By Tom Holmes
So, did the conversation at your family's Christmas dinner turn to religion or politics? And if it did, how did it go?
Here's a story about my experience with conversations about religion and, to a lesser degree, with politics.
Fifteen years ago I started writing for the Forest Park Review and the Wednesday Journal. In that time I've written around one hundred articles about religion—everything from an atheist to a pastor who was dying from ALS to a man who is a member of the Nation of Islam.
In the hundred interviews I conducted, I did not agree completely with what any of the people with whom I was talking said. Sometimes what they said sounded outrageous to me. Often I wanted to argue with them and show them the right way to think/believe. The title of James Hoggan's book—I'm Right and You're an Idiot—comes to mind to describe how I felt.
But here's the thing. The job of a reporter is not to tell the person being interviewed what the reporter thinks. The job of a reporter is to listen so carefully to what the persons being interviewed are saying so carefully that when they read the article in the paper, they respond with, "He got me right. What he wrote might be a little embarrassing, but he painted a verbal portrait which was true to who I am."
What happened was that almost by accident, I discovered that when my primary intention was to understand where people were in their relationship with God, they frequently allowed themselves to become vulnerable and share very personal stories. When they came to believe that my sole purpose in the conversation was to understand where they were coming from, walls came down and bridges were built.
They became less defensive and, perhaps counter intuitively, they sometimes asked me questions about what I believed.
After trying to figure out what kept happening in these interviews, I came to the conclusion that how I frame a conversation about religion or politics makes a huge difference. When I approach a discussion about religion as a win/lose battle, I shift into what Jonathan Haidt calls a "combat mode." Because my goal is to win an argument, while the other person is talking, I'm not really listening but mentally going through my talking points for the purpose of defeating my perceived opponent.
But when I understand that how people feel—and that's the key word, feel—about politics or religion is not irrational but a-rational, then I understand that trying to change them by using rational arguments is not only futile but disrespectful as well.
Haidt wrote a book titled The Righteous Mind, Why Good People are Divided by Politics and Religion, in which he quotes, of all people, Henry Ford. "If there is any one secret of success," Ford declared, "it lies in the ability to get the other person's point of view and see things from their angle as well as your own."
First lesson learned. If you want to change someone's mind, first empathize with how they feel. In my interviewing, I tried to understand the people I was talking to not because I was such an empathic person but simply because I wanted to do my job well. But in the process, I learned a valuable lesson—conversations about religion and politics can be wonderful IF YOUR GOAL IS NOT TO WIN AN ARGUMENT BUT TO BRIDGE DIFFERENCES.

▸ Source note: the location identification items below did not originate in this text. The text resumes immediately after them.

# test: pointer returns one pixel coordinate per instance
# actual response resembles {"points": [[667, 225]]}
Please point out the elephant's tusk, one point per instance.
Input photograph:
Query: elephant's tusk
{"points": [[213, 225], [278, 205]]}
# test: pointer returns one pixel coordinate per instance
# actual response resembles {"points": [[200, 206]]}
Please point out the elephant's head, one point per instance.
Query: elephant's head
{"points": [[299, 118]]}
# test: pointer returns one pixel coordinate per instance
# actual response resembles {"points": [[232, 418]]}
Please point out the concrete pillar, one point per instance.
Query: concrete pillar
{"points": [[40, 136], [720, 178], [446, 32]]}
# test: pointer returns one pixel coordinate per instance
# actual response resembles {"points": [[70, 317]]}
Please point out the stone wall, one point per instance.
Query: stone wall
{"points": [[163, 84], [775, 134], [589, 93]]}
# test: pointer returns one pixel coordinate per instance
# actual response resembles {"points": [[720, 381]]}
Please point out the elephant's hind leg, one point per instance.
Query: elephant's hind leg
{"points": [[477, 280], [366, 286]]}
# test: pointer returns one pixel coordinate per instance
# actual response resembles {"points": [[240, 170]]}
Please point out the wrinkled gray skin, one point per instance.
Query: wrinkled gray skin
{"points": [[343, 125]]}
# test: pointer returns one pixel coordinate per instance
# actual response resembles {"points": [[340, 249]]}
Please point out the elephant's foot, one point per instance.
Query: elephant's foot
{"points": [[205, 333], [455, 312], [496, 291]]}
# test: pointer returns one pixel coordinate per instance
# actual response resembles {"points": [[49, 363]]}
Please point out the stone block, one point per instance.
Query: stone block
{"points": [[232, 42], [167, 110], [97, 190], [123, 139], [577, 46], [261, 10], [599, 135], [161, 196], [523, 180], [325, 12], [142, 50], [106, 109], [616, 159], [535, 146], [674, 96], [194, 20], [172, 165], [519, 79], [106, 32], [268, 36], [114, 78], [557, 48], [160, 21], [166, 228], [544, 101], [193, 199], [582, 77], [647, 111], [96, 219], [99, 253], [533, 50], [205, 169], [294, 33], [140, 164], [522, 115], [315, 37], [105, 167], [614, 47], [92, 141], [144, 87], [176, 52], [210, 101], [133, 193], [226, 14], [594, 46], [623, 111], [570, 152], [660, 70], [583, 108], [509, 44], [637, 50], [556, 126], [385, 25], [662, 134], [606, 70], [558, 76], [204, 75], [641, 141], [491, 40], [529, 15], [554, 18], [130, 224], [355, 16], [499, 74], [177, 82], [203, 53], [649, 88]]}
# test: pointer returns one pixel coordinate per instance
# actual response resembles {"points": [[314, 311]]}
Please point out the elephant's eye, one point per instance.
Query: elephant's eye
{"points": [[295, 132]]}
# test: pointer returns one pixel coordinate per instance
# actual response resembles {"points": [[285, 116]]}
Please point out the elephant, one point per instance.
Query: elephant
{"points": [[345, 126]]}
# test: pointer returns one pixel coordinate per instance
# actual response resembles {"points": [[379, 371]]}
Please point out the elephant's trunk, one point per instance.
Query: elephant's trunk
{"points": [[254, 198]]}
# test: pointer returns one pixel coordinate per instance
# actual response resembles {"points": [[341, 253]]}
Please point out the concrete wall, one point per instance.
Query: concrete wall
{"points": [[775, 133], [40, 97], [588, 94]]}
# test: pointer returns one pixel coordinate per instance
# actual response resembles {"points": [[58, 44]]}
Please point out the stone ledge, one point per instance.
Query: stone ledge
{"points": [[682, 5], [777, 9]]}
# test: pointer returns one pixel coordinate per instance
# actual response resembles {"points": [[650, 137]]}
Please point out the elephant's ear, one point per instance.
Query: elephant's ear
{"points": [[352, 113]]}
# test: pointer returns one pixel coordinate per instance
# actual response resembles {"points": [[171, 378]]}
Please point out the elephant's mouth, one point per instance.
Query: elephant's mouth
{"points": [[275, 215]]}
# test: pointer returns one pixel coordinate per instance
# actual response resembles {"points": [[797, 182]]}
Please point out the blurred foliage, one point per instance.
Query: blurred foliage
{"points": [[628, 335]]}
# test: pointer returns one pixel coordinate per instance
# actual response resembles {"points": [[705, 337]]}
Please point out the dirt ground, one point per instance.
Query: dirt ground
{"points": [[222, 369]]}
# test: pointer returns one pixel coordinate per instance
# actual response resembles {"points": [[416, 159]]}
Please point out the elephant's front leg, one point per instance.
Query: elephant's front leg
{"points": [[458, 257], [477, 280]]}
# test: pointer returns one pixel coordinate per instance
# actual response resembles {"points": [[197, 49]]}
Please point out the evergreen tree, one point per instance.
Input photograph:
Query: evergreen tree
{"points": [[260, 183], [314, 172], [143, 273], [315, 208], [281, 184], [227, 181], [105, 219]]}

Second lesson learned. If I try hard to walk in the other person's sneakers for a mile or two, I may discover that they have something to teach me. For example I have this fantasy that during the tax reform debate Nancy Pelosi is listening to Paul Ryan, and when it's her turn to speak, she says, "You know Paul. I think you may be at least partly right about lowering corporate taxes so we are more competitive with China. How about we go out for a beer on the way home and help me better understand where you're coming from?"
And then according to this very optimistic scenario and after a couple beers, Paul would say to Nancy, "Hey Nance, off the record you understand, I get why you have to have a mandate to make health care for every American doable."
Third lesson learned. When I genuinely attempt to understand people who think differently than I do, they might become less defensive, stop thinking "if I give an inch, he'll take a mile," and begin to edge closer to seeing my point of view.
"If you really want to change someone's mind on a moral or political matter," wrote Haidt, "you'll need to see things from that person's point of view as well as your own."
"Empathy," he added, "is an antidote to righteousness, although it's very hard to empathize across a moral divide."
Which brings me to the Christmas story. Whether you believe the story really happened or not, the story that takes place in Bethlehem is a timely example of what I learned in my interviewing. According to the story, God was not getting his point across to us intractable, obdurate, bullheaded, recalcitrant, stiff-necked, implacable humans so he made the ultimate empathic act and became human.
Not that I see it from God's point of view most of the time myself. But when I try to get into that story about God's empathy for the human condition—for my condition—God has a better chance of getting through to me that where he's coming from is really where I want to go.